The app is equipped with an SD memory card, so students can study offline, and connect to the web to update or sync the programme with the latest curricula.
Competitors in the market offering differentiated services include Nigeria’s Tuteria and Eneza Education.
“If you look at other internet-based education technology businesses, their business model is around placing tutors with clients. There are challenges to that because there is only a limited pool of good quality tutors, so its harder to scale a model like that,” argues Shagaya.
Track record
As part of the seed funding deal, struck last week, TLcom’s Ido Sum and Omobola Johnson will assume positions on the board and acquire a stake and advisory role in the business, Shagaya said.
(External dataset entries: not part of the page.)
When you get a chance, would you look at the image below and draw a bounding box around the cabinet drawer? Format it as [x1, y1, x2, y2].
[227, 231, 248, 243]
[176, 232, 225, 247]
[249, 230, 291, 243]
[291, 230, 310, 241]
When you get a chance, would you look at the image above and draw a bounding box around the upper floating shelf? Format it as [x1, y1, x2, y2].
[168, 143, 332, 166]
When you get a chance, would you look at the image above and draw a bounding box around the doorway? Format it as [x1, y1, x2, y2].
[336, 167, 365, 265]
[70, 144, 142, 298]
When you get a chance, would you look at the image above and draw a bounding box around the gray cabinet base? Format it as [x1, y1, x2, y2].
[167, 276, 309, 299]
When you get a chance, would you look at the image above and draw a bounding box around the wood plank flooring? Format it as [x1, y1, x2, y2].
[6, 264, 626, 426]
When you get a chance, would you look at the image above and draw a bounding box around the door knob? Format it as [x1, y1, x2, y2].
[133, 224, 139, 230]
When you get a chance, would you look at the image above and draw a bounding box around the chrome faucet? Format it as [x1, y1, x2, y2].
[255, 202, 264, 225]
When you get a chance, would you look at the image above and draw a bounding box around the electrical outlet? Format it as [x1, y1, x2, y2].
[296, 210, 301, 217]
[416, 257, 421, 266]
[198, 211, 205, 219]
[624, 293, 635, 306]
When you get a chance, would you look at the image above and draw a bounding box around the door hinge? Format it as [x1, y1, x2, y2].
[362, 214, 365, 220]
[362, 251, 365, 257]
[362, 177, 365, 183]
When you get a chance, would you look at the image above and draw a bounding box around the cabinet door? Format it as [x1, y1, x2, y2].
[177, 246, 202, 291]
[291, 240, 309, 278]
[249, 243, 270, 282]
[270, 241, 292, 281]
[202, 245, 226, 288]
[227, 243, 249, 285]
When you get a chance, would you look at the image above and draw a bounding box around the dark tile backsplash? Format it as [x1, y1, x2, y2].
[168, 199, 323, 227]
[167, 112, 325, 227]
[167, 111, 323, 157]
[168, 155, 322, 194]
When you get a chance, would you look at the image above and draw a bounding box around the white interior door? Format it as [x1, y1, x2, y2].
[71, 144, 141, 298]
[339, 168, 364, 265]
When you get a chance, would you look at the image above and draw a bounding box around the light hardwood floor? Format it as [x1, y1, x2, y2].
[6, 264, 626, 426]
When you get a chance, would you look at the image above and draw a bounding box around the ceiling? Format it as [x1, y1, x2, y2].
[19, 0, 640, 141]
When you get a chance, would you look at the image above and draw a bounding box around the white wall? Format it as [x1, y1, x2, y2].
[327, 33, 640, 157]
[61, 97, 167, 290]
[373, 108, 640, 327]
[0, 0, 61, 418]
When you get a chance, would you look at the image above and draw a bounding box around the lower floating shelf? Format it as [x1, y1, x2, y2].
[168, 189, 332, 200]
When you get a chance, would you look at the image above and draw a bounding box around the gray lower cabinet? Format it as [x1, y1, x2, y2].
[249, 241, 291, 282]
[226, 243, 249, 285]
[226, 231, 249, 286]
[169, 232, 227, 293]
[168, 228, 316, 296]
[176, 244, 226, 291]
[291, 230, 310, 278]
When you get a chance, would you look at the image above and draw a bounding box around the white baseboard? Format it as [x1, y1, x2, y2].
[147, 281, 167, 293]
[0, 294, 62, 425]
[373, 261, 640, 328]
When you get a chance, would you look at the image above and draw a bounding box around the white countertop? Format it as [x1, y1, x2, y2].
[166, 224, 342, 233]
Commenting on the partnership, Sum said that the company fit with the investors’ ethos – “an entrepreneur-led startup building affordable, mass-market mobile first solution tackling one of Africa’s largest challenges.”
West Africa’s booming population is putting a strain on schools as well as households in the region. Nigerian schools are oversubscribed with teacher to student ratios reaching 1:70 in some parts of the country. This compares to an average 1:10 in the United States.
A lack of quality teachers, tutors and educational infrastructure on the continent represents a ticking “youth bomb” for the region’s unprecedented demographic growth, Shagaya warns.
The global edtech market is projected to hit $341bn by 2025, with a key driver being Africa’s burgeoning smartphone adoption and bulging youth population, where 40% of Africans are under the age of 15.